When you work with time zones then often you get an advise like: "Store all times in UTC time and convert displayed value at application layer." That is exactly how TIMESTAMP WITH LOCAL TIME ZONE works. The mayor difference is, times are not stored at UTC but at DBTIMEZONE (unless you set DBTIMEZONE = UTC, of course). Hence you cannot modify DBTIMEZONE setting once you have any data in a TIMESTAMP WITH LOCAL TIME ZONE column.
You get an error if you try for example TO_CHAR(datetime_submitted, 'hh24:mi:ss TZR'), because time zone region is by definition always your current user session time zone.
The database does not know the time zone of your users in Australia, because all stored times where converted to PST time zone (well, most likely to -08:00 but skip the details here).
If you like to see the values in a different time zone then you have to change your current user session time zone. Typically you do this by ALTER SESSION SET TIME_ZONE=... or by environment variable, resp. Registry setting ORA_SDTZ.
Another solution is to cast to TIMESTAMP WITH TIME ZONE or TIMESTAMP data type.
Q1: I want to convert a unix timestamp (INT) to monetdb timestamp ('YYYY-MM-DD HH:MM:SS') format
but it is giving me the GMT time not my actual time.
When I do
select (epoch(cast(current_timestamp as timestamp))-epoch(timestamp '2013-04-25 11:49:00'))
where 2013-04-25 11:49:00 is my systems current time it gives the same difference
I tried using
set time zone interval '05:30' HOUR TO MINUTE;
but it did not change the result
How can I solve this problem??
Example Problem:
I wanted to convert unix timestamp 1366869289 which should be around "2013-04-25 11:25:00" but monetdb gives "2013-04-25 05:55:00"
Knowing nothing about MonetDB, but a lot about timezones, I decided to look in their documentation to see what kind of datatypes are supported and how conversions are handled.
I found this page on Temporal data types. Based on that, I can conclude that a timestamp in MonetDB is always intended to reference UTC/GMT time - which is consistent with other systems.
In order to get a value that is for a particular time zone, they offer the following example:
SET TIME ZONE INTERVAL '1' HOUR TO MINUTE
I assume this means to set the database to offset all times by 1 hour, effectively placing the values all in UTC+01:00, such as is the offset for British Summer Time.

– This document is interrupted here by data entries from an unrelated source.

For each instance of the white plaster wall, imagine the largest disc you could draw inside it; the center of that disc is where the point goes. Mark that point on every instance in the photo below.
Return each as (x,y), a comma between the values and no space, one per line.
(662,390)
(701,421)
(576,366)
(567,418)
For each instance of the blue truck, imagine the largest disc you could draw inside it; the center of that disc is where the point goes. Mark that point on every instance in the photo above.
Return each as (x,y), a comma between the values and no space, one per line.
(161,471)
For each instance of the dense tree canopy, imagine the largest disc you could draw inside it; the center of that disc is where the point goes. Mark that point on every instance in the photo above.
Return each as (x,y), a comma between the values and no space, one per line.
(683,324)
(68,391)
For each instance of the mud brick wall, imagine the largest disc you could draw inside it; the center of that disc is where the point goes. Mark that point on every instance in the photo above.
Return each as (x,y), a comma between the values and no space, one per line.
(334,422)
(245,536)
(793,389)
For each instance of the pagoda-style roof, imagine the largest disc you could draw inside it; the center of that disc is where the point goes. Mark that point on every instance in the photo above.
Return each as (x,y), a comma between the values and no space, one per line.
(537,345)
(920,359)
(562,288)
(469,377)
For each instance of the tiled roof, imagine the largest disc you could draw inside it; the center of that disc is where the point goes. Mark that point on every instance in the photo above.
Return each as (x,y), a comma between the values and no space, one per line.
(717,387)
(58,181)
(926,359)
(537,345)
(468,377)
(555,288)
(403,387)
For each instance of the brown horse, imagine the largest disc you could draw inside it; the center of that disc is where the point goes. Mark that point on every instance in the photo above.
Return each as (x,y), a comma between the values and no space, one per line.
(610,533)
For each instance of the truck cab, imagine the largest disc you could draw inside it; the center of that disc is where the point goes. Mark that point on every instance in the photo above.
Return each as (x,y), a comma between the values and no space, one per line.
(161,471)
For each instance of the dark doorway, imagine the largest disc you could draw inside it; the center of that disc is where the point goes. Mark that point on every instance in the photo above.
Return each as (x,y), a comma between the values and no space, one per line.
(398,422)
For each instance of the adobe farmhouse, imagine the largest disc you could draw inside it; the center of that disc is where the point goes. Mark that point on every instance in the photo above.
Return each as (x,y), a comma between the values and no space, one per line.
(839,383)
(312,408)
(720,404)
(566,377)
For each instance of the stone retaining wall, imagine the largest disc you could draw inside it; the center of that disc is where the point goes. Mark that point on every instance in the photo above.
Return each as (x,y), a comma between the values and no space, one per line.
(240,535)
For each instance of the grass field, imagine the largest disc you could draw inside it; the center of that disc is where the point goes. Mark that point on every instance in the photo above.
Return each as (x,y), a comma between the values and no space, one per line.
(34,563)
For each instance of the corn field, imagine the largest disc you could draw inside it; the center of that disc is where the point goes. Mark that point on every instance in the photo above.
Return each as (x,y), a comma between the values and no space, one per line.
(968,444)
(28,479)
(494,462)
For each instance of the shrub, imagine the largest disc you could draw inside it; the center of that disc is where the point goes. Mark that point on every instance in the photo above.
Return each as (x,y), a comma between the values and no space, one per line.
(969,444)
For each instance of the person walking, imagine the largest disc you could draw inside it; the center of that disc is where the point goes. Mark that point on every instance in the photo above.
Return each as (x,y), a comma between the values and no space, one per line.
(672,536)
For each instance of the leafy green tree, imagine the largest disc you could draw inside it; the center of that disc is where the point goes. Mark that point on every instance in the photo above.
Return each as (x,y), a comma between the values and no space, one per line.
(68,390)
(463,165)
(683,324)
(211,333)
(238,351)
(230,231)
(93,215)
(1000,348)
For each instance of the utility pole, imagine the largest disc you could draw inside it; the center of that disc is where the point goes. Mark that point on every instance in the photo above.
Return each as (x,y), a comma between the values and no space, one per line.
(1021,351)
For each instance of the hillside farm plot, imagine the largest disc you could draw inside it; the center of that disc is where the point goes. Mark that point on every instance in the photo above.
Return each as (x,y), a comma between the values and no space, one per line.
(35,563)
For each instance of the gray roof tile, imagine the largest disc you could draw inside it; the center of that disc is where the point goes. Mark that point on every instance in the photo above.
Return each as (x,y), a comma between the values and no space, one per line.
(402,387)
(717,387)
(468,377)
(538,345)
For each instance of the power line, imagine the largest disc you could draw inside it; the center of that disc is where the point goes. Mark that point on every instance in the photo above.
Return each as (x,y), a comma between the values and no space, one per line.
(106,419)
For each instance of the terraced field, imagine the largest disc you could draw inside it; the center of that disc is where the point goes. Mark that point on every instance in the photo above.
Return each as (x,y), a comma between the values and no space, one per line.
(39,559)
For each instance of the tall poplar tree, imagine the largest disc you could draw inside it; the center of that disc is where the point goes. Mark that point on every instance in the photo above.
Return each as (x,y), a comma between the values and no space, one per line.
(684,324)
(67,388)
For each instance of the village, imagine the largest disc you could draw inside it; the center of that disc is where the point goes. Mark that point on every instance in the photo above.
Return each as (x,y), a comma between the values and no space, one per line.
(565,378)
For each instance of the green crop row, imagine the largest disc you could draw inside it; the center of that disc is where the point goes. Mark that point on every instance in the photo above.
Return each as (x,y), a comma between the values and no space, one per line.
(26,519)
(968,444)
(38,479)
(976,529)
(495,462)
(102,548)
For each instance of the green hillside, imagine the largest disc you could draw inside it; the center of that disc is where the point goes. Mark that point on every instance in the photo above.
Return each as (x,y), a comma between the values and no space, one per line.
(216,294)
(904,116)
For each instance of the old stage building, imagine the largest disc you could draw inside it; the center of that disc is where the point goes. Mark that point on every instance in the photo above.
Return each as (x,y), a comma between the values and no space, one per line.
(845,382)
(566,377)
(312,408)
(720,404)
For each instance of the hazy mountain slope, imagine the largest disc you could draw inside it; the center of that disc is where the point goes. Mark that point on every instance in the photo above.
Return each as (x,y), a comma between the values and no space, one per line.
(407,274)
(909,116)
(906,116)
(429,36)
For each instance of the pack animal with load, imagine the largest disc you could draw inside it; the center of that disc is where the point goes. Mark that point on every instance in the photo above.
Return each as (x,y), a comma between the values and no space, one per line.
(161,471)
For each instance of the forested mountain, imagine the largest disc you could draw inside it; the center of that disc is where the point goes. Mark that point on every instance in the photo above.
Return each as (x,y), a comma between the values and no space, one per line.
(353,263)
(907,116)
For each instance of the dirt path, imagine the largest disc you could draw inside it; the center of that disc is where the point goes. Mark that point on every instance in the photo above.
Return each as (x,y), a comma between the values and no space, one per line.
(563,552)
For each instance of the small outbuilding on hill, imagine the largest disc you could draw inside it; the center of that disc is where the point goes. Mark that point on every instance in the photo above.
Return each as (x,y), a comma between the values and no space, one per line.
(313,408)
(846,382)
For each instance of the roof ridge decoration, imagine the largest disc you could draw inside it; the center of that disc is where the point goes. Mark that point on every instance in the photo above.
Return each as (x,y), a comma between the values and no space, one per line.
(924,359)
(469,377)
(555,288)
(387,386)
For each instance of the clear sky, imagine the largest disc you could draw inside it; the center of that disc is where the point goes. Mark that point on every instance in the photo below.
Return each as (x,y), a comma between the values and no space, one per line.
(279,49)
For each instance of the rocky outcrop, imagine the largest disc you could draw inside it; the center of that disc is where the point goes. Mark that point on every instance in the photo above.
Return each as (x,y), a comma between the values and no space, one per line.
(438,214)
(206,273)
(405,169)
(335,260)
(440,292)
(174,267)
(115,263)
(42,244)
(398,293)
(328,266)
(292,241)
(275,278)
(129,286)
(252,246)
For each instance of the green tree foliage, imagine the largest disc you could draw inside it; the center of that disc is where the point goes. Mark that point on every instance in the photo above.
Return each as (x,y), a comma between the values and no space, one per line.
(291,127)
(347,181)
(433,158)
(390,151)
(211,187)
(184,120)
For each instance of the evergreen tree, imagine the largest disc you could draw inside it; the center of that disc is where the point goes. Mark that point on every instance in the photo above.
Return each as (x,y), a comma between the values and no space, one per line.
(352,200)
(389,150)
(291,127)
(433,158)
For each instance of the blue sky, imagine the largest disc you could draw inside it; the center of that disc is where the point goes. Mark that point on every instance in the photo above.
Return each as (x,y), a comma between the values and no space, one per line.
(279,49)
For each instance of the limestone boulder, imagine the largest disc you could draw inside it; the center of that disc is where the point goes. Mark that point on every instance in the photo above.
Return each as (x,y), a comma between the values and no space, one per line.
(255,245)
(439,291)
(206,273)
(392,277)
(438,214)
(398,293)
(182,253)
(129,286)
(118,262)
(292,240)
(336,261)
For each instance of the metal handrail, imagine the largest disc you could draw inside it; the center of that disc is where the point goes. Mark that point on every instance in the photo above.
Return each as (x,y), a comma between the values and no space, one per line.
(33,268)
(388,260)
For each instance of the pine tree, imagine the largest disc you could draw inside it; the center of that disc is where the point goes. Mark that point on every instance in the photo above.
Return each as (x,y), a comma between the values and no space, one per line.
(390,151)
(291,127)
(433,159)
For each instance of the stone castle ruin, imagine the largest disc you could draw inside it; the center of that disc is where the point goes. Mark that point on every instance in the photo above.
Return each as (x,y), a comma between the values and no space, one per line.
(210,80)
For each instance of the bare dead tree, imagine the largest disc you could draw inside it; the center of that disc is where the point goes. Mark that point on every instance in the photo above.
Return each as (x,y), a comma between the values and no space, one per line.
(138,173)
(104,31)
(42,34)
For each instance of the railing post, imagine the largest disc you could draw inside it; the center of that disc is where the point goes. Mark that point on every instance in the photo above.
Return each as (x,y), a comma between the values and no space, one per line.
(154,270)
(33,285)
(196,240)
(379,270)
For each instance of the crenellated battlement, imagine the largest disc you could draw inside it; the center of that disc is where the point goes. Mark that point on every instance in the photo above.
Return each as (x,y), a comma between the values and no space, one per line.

The page also goes on to point out the problems that can arise with using just and offset to adjust time values (see TimeZone != Offset in the TimeZone tag wiki). It also offers a list of various named time zones. But it does not show how to set a time zone to one of the named values. Also, their list appears to be proprietary, and incomplete. While at first glance they appear to have similarities to the IANA/Olson time zone database - the identifiers they specify are not valid TZDB names.
There are some other functions listed on this page, without much explanation. One that looks promising for your needs is LOCALTIMESTAMP. Perhaps this will take the local time zone into account, which appears to be what you were looking for.